While the offering was conducted pursuant to Regulation A, the issuer promoted the offering as a “pre-IPO” offering. The SEC claims that the defendants were inducing investments through false and misleading statements about the timing of a purported IPO, the projected value of its stock and the ability of the company to generate stockholder returns. The SECs complaint further alleges that the 1stBuy offering failed to meet the delivery and timing requirements of Regulation A in violation of the registration provisions of the Securities Act.
The SEC alleges that in statements made on 1stBuys website and in unsolicited e-mail messages, the defendants described 1stBuys offering as a “pre-IPO” offering and claimed that an IPO price range of $12 – $18 had already been set.

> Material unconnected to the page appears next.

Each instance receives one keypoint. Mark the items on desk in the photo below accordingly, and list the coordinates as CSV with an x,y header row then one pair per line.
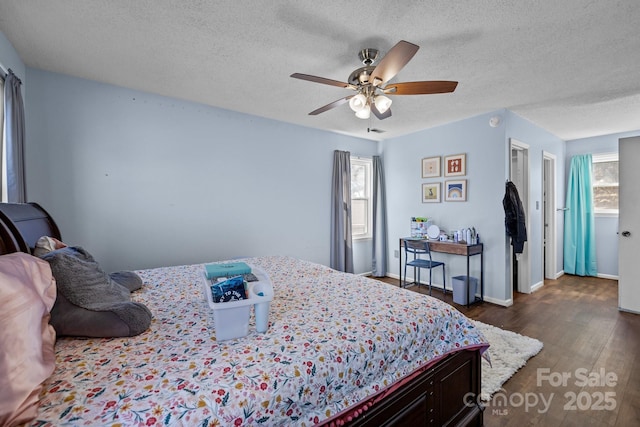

The defendants further projected that a $5,000 investment would grow 1,200% in just one year and an additional 21,000% over the following three years. The defendants also represented that after the conclusion of its small business offering, 1stBuy would have a market capitalization of over $28 million and would easily meet the listing requirements of the NASDAQ small capitalization market.
In reality, the SEC claims, 1stBuy was rejected by the one brokerage firm it approached about underwriting an IPO; the projected returns had no basis in fact; the company failed to meet NASDAQ listing requirements; and the $28 million market capitalization figure was based on arbitrary and unsupported share price figure.
1stBuy and Pringle, without admitting or denying any of the allegations of the SECs complaint, simultaneously agreed to settle the charges that they violated the fraud and registration provisions of the federal securities laws. Under terms of the settlement, 1stBuy and Pringle will be permanently enjoined from future violations of Sections 5(a), 5(c) and 17(a) of the Securities Act and Section 10(b) of the Securities Exchange Act of 1934 and Rule 10b-5 thereunder. In addition, the proposed judgment orders Pringle to pay a civil penalty of $25,000.
Nothing herein is intended as legal or financial advice. The law is different in different jurisdictions, and the facts of a particular matter can change the application of the law. Please consult an attorney or your financial advisor before acting upon the information contained in this article.